Questa clarissa, ultima arrivata sulla scena, mi serve come pretesto per allargare il discorso alla letteratura poliziesca, in particolare al filone della detective story. Uno dei capisaldi del genere è rappresentato da sir Arthur Conan Doyle il quale con Uno studio in rosso dà inizio alle investigazioni di Sherlock Holmes e del dottor Watson. Dimostrando, con il suo successo planetario che l’investigatore ha bisogno di avere al suo fianco una «spalla», per dirla in gergo teatrale. La spalla avrà nel tempo molte funzioni e sovente, essendo di levatura intellettuale inferiore a quella del suo capo, avrà necessità di ricevere spiegazioni dal boss che, dandole a lui, in realtà le fornisce al lettore.

Nel corso di un secolo e mezzo, partendo dal dottor Watson, siamo arrivati alla suora di clausura. E non finirà qui nella gara a mettere insieme coppie sempre più strane. Una richiesta sale dalla folta e agguerrita falange degli scrittori di gialli investigativi: trovare una «spalla» al loro investigatore che sia al contempo inedita e credibile. Regalo l’idea a chi la vuole raccogliere: dare il via a un ufficio di collocamento, chiamiamolo «start up» per essere aggiornati, per selezionare e segnalare candidati al ruolo. Prima o poi qualche assessore inventerà il premio «Dottor Watson».

La narrativa poliziesca vive all’interno di un vistoso paradosso, dovendo seguire due precetti antitetici. Da un lato, per essere credibile, deve essere attentissima ai dettagli, anche ai più insignificanti: topografie delle città dove sono ambientate le storie, marche e modelli di automobili e motociclette, vestiti, accessori, programmi televisivi, orari, mode, consumi alimentari. Un lettore del mio Torino, lungodora Napoli mi fece osservare che nel corso Agnelli di Torino avevo fatto passare il tram numero 12 mentre in realtà passava la linea 10. A mia volta ho contestato duramente un giallista che aveva fatto atterrare un aereo a Fiumicino due anni prima che l’aeroporto fosse inaugurato.

Per contro, allo scopo di tenere l’attenzione del lettore dalla prima all’ultima pagina, il romanzo poliziesco deve disporre di un’indagine sviluppata in un ampio arco di tempo con radici in un lontano passato e soprattutto di criminali colti, intelligenti e astuti, in grado di tenere in scacco a lungo gli investigatori. In pratica deve celare sotto l’abito spietato e sanguinario la sua natura di favola. La realtà è ben diversa, nella vita vera i criminali sono capaci nello stesso tempo di elaborare strategie complesse e di commettere errori grossolani, dovuti a una forma puerile di vanagloria.

Nel 1972 il ministero degli Affari Interni propose alla Rai la realizzazione di una serie di telefilm che, ricostruendo in forma di fiction casi veri, mettessero in luce l’efficienza e l’umanità della polizia italiana.

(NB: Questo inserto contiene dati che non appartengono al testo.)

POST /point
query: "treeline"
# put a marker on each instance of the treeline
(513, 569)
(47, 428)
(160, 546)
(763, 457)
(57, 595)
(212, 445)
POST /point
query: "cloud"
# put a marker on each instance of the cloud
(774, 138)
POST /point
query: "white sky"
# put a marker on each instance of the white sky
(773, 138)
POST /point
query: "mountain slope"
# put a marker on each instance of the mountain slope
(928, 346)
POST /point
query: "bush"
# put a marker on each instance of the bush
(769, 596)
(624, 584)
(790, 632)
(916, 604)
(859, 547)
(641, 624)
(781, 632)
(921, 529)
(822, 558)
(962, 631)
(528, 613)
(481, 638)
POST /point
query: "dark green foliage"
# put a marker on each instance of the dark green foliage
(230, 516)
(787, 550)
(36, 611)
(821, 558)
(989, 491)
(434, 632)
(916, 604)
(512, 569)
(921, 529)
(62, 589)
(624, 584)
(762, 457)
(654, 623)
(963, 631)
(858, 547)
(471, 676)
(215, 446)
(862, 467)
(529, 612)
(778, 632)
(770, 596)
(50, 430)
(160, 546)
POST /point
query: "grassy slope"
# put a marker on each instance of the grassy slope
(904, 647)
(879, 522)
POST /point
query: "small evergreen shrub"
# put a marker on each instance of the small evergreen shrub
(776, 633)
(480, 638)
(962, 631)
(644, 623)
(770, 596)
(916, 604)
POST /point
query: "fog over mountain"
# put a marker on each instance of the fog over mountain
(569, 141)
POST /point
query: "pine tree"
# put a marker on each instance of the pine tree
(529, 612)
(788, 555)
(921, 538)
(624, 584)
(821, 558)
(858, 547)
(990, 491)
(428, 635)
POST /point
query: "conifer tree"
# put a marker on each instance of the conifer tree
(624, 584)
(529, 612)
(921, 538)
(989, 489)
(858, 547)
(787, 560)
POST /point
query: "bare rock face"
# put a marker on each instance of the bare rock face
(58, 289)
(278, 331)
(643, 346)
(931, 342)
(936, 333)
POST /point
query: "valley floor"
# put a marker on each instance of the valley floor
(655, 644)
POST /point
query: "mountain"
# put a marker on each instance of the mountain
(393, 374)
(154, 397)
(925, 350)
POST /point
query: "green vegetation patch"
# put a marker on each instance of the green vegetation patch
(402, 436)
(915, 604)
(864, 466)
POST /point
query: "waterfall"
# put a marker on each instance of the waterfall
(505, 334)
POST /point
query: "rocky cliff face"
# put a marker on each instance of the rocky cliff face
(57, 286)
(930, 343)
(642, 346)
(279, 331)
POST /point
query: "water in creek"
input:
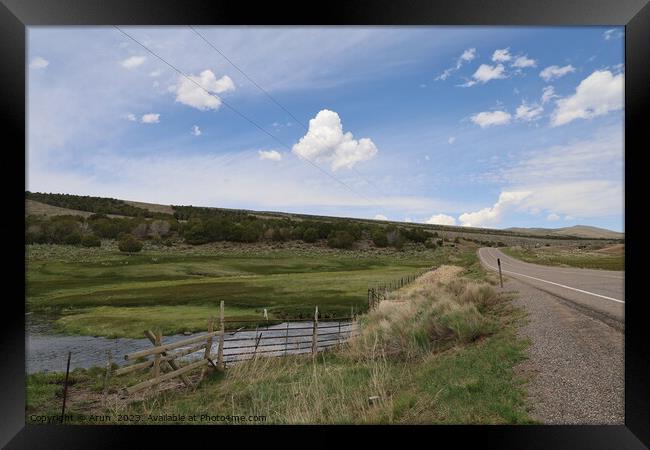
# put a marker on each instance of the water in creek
(47, 351)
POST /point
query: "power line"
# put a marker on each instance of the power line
(274, 100)
(243, 116)
(247, 77)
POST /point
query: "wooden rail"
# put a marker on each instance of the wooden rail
(165, 366)
(380, 292)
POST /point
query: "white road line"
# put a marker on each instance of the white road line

Nacquero così due serie di sei episodi l’una, Qui squadra mobile, con la regia di Anton Giulio Majano, in onda in prima serata su Rai 1. Nel mio ruolo di produttore, ho potuto, con gli autori della sceneggiatura, consultare i fascicoli dei casi risolti dalla squadra mobile di Roma.

Che delusione! Gli autori della rapina a un furgone portavalori, preparata con mesi di appostamenti, per fuggire avevano usato una Porsche Carrera, posseduta a Roma da 12 titolari in tutto. Era bastata mezza giornata di controlli per trovare il bandolo della matassa. Seguite il mio consiglio: ai criminali veri preferite quelli finti, danno molta più soddisfazione.